Orphée ayant eu sa bien aimée ravie par la mort, résolut de descendre aux enfers pour essayer à l’aide du pouvoir de sa harpe de la récupérer. Et en effet il parvint si bien à adoucir et apaiser les puissances du mal par les douces mélodie de sa harpe et de sa voix qu’il obtint d’elles le privilège de la reprendre à la condition expresse qu’elle le suive et qu’il ne se retourne pas pour s’en assurer, jusqu’à ce qu’ils atteignent la lumière du jour.

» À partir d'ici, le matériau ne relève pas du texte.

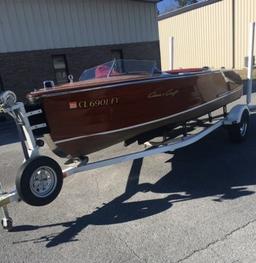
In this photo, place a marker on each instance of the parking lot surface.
(197, 205)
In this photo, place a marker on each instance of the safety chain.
(1, 108)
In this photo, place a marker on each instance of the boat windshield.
(119, 67)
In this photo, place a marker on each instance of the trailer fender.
(235, 114)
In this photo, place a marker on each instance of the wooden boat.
(127, 100)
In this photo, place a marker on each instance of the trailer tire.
(39, 181)
(239, 131)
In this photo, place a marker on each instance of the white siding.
(48, 24)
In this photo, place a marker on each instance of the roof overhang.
(186, 9)
(149, 1)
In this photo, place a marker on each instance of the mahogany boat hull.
(84, 120)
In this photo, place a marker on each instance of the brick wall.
(25, 71)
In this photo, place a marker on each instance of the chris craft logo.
(157, 94)
(86, 104)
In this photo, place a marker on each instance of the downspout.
(233, 35)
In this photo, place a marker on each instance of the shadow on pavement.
(213, 167)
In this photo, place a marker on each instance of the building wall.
(85, 31)
(49, 24)
(209, 36)
(26, 71)
(245, 13)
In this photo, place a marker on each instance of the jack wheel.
(39, 181)
(238, 132)
(7, 223)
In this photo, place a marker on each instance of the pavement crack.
(132, 250)
(216, 241)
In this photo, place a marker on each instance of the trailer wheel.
(7, 223)
(39, 181)
(239, 131)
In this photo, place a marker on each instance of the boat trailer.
(40, 180)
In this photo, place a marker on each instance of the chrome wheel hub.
(243, 129)
(43, 181)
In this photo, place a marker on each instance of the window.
(117, 53)
(60, 68)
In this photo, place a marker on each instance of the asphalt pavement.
(197, 205)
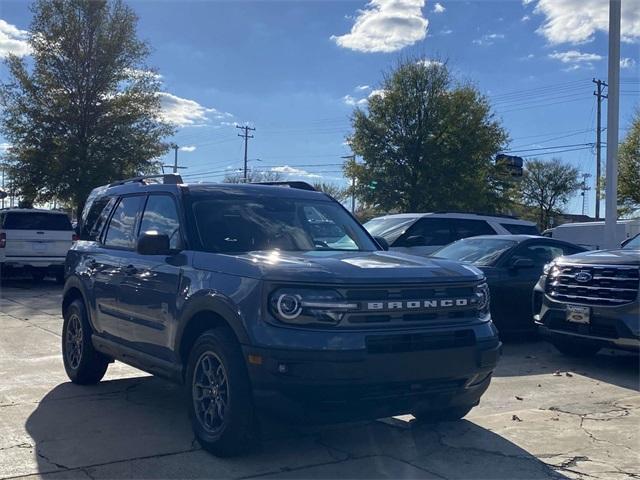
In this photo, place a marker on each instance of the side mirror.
(521, 263)
(382, 242)
(414, 241)
(153, 243)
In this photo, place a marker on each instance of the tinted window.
(479, 251)
(427, 232)
(96, 218)
(516, 229)
(471, 228)
(540, 254)
(120, 232)
(244, 225)
(36, 221)
(161, 215)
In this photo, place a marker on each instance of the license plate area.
(578, 314)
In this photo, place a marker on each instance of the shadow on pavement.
(138, 428)
(615, 367)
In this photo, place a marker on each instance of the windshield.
(269, 223)
(389, 228)
(633, 244)
(478, 251)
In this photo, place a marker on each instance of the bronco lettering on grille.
(419, 304)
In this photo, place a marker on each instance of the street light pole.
(611, 206)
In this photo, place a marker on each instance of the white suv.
(34, 240)
(424, 233)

Mais, rendu impatient par la tendresse et l’affection, et croyant le danger passé, il se retourna. Ainsi la consigne étant  rompue, elle fut précipitée à nouveau chez Pluton. A partir de ce moment Orphée devenu pensif et triste, ennemi déclaré du sexe, se réfugia dans la solitude. De là, par le même pouvoir de sa harpe et de sa voix, il attira des bêtes sauvages de toutes sortes autour de lui, lesquelles oubliant leur nature, ni poussées par la revanche, la cruauté, la luxure, la faim ou le désir de proie, se tinrent devant lui comme subjuguées, apprivoisées, captivées par la musique.  La puissance et l’efficacité des harmonies de cette musique fut telle que même les arbres et les pierres en vinrent à se déplacer et venir se ranger autour de lui. Après un certain temps de cette pratique admirable la femme Thrace, poussée par Bacchus, se mit à souffler si outrageusement dans une trompette que cela couvrit presque entièrement la musique d’Orphée. Ainsi la puissance, qui servait de lien à leur société et qui tenait les choses en ordre, étant dissolue, la perturbation et le désordre de nouveau apparurent, chaque créature retournant à son état naturel, se mit à poursuivre et traquer son voisin comme auparavant. Les pierres et les forêts reprirent leurs anciennes places. Et même Orphée fut à la fin mis en pièces par les furies et ses membres répandus à travers le désert. Mais pour venger sa mort la rivière Hélicon, sacré des muses, se cacha sous la terre pour en ressortir en d’autres lieux. 

 

 

Voici quel parait être le vrai sens de cette fable. La musique d’Orphée est de deux sortes. L’une qui apaise les puissances de l’enfer, et l’autre qui rassemble les bêtes sauvages et les arbres. La première est reliée à une philosophie de la nature tandis que la seconde l’est à une philosophie morale et politique.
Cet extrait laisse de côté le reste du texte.